Ashéra. Les textes de Ras Shamra identifient cette déesse à la femme du dieu El, le “ Créateur des créatures ” ; ils lui donnent les titres d’“ Ashéra, Dame de la mer ”, et d’“ Aïeule des dieux ”, ce qui en fait également la mère de Baal. Cependant, il y a tout lieu de penser que les rôles des trois principales déesses du baalisme (Anath, Ashéra et Ashtoreth) se recoupaient énormément, ce qui ressort aussi bien des sources extrabibliques que du récit des Écritures. S’il semble qu’Ashtoreth était considérée comme la femme de Baal, il est possible qu’il en était de même d’Ashéra.

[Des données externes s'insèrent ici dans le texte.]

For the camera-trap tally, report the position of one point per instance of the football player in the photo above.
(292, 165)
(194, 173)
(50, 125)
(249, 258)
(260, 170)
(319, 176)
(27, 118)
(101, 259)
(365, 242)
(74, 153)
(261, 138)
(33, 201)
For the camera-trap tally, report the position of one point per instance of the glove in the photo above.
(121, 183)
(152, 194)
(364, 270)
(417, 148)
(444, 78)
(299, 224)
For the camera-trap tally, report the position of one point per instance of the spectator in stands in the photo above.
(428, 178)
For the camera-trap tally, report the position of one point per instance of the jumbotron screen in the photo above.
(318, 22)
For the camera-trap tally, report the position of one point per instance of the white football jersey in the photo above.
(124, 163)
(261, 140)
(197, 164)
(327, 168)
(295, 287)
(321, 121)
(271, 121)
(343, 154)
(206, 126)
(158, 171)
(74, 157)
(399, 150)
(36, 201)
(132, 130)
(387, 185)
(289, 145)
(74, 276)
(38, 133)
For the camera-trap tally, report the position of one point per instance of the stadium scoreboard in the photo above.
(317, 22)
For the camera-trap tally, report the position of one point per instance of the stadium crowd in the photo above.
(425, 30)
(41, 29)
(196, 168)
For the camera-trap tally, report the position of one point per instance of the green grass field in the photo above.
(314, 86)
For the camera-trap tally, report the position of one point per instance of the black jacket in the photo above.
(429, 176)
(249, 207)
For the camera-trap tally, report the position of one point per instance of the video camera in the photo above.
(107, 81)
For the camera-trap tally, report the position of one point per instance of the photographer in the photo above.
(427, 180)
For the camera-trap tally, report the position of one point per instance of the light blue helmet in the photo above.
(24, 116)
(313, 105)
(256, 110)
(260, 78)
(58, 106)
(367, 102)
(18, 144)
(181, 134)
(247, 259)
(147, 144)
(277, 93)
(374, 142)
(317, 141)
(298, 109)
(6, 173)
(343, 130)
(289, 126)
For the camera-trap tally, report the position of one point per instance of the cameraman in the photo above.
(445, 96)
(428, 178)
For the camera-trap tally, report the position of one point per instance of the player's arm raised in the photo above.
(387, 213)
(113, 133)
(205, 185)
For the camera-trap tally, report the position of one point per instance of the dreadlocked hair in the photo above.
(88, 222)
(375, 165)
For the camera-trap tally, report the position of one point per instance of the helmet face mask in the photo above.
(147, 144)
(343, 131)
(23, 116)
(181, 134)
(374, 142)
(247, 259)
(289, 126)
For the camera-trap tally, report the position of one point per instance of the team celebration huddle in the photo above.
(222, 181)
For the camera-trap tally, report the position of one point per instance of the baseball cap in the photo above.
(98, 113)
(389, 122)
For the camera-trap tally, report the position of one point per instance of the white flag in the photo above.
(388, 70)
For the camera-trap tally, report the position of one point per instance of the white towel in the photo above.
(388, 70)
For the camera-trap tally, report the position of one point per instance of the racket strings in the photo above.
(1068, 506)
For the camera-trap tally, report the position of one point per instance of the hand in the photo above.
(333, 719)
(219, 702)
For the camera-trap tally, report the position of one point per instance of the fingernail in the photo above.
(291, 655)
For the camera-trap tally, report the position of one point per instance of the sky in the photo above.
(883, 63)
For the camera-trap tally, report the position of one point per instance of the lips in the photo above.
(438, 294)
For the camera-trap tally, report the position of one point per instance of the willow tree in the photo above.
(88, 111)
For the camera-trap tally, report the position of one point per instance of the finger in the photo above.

Pendant la période des juges, on note que les Israélites apostats “ se mirent à servir les Baals et les poteaux sacrés [les Ashérim] ”. (Jg 3:7, note ; voir aussi Jg 2:13.) Si ces divinités sont mentionnées au pluriel, c’est peut-être que chaque localité avait son Baal et son Ashéra (Jg 6:25). Jézabel, la femme sidonienne d’Ahab le roi d’Israël, nourrissait à sa table 450 prophètes de Baal et 400 prophètes du poteau sacré ou Ashéra. — 1R 18:19.
On en vint à pratiquer le culte pervers d’Ashéra jusque dans le temple de Jéhovah. Le roi Manassé y plaça même une image sculptée du poteau sacré, sans doute une représentation de la déesse Ashéra (2R 21:7). Manassé fut discipliné en étant emmené captif à Babylone ; de retour à Jérusalem, il montra que la leçon avait porté en débarrassant la maison de Jéhovah des objets idolâtriques. Cependant, son fils Amôn relança le culte dégradant de Baal et d’Ashéra dont la prostitution rituelle faisait partie (2Ch 33:11-13, 15, 21-23). C’est pourquoi Yoshiya, roi juste qui succéda sur le trône à Amôn, dut abattre “ les maisons des prostitués sacrés qui étaient dans la maison de Jéhovah, où les femmes tissaient des sanctuaires en forme de tentes pour le poteau sacré ”. — 2R 23:4-7.